时间:2022-01-24 01:41:40

I am trying to code up an implementation of the variational autoencoder, however I am facing some difficulties regarding the loss function:


 def vae_loss(sigma, mu):
        def loss(y_true, y_pred):
            recon = K.sum(K.binary_crossentropy(y_true, y_pred), axis=-1)
            kl = 0.5 * K.sum(K.exp(sigma) + K.square(mu) - 1. - sigma, axis=-1)
            return recon + kl
        return loss

The binary crossentropy part works fine, but whenever I return only the divergence term kl for testing I get the following error: ValueError: "Tried to convert 'x' to a tensor and failed. Error: None values not supported.".

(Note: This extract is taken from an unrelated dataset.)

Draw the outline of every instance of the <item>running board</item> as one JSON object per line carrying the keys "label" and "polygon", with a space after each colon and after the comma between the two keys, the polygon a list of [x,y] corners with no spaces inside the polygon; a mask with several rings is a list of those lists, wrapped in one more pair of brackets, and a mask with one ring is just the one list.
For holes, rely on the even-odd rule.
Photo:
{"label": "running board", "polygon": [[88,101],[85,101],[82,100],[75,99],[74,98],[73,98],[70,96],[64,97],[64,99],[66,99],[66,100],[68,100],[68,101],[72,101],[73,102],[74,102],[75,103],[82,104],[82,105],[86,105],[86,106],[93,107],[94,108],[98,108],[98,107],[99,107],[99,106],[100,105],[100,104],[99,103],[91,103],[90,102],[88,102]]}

I am looking forward to possible hints as to what I have done wrong. You will find my entire code below. Thank you for your time!


import numpy as np
from keras import Model
from keras.layers import Input, Dense, Lambda
import keras.backend as K
from keras.datasets import mnist
from matplotlib import pyplot as plt

class VAE(object):

    def __init__(self, n_latent, batch_size):

        self.encoder, self.encoder_input,, self.sigma = self.create_encoder(n_latent, batch_size)
        self.decoder, self.decoder_input, self.decoder_output = self.create_decoder(n_latent, batch_size)
        pipeline = self.decoder(self.encoder.outputs[0])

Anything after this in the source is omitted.